Patterns and nulls

Fri Mar 16 00:01:46 UTC 2018

After going over this in more detail, I have some simplifications we can 
apply to this regarding null, default, and exhaustiveness.

Key observation: we were subtly taking sides on the accept nulls vs 
reject nulls divide, and that left us in a hard-to-{explain,defend} 
place.  Instead we should make it so that both null-lovers and 
null-haters have reasonable idioms for doing their favorite thing.  (And 
we almost started doing the same thing with exhaustiveness for statement 
switches, but we pulled back from that precipice.)

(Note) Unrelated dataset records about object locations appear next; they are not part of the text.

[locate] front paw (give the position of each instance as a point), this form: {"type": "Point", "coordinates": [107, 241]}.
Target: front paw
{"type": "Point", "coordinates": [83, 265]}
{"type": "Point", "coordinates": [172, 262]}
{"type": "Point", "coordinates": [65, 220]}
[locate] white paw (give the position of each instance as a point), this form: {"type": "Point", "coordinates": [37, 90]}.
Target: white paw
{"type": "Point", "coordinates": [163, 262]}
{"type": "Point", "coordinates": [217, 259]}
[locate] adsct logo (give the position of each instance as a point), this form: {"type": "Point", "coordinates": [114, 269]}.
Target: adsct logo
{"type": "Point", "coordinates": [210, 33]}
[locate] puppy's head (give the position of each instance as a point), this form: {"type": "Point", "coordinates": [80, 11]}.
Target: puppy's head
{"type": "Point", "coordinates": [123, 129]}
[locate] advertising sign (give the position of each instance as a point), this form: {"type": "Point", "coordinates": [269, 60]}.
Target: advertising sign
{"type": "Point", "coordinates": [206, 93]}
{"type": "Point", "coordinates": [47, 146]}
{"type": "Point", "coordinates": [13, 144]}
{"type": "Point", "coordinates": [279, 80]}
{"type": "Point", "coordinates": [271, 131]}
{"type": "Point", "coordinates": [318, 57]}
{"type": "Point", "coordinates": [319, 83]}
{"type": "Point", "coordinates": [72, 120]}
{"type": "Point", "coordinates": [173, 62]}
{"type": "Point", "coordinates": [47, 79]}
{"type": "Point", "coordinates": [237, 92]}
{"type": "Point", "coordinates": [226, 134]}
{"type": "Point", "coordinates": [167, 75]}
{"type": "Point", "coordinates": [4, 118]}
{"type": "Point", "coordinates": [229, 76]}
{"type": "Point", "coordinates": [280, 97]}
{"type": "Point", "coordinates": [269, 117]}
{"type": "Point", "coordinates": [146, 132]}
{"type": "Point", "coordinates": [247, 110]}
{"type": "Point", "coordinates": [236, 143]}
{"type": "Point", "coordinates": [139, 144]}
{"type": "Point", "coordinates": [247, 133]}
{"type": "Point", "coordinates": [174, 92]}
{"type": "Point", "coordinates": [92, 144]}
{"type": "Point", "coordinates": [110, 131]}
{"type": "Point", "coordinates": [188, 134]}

The basic changes to the below story are:
  - We don't need the distinction between constant switches and pattern 
switches, except in some tiny corners of the spec;
  - Default need not be shuffled out to retirement; it means "anything 
else, except null", and can be used in any switch;
  - We define a category of _types_ that are "exhaustible", which means 
its possible to cover all the values without a catch-all. This include 
enums, some primitives (definitely boolean, maybe byte, eventually maybe 
others, especially if we add ranges), and, when we have them, sealed types.
  - A switch is exhaustive if (a) it is over an exhaustive type and all 
cases are explicitly covered, (b) it contains a "default" case, or (c) 
it contains a total pattern case.
  - A switch NPEs on null if it contains neither "case null" nor a total 
type test pattern.
  - An expression switch over an exhaustive type that contains neither a 
default nor total type pattern will throw some exception 
(MatchException, ICCE, etc) when it encounters a target that didn't 
exist at compile time (an enum constant or sealed type member added 
later via separate compilation).

All the rest still holds.

What was missing, and what made me uncomfortable, was not that we were 
biasing "case Object" towards including null, but not having a way to 
finish the switch with "everything, except null" -- which is what is 
natural in some cases.  So now, the null-lovers can use an explicit case 
null, or use "Object" (or var or _ or some other total pattern) at the 
bottom of their switches and the nulls are lumped in there.  The 
null-haters can keep using default, and the switch NPEs just like it 
always did.  And its fairly easy to look at a switch (does it have case 
null, or a null-accepting total pattern (which is always last)?) and 
tell what it does on null.

There's a similar divide on exhaustiveness for statement switches.  Some 
people think biasing towards exhaustiveness is a good idea; some think 
that switch is just like "if", and not all if's need an "else", and any 
push towards exhaustiveness is meddling.  For the exhaustiveness-lovers, 
they can manually enumerate all the cases (enums, sealed type members), 
and have a throwing default which will detect unexpected targets that 
would be impossible at compile time.  (At some point, maybe we'll help 
them by adding support for "default: unreachable", which would provide 
not only runtime detection but would enlist the compiler's flow analysis 
as well.)  For the non-exhaustiveness-fans, just don't use default or 
other total pattern.  Everyone can get what they want.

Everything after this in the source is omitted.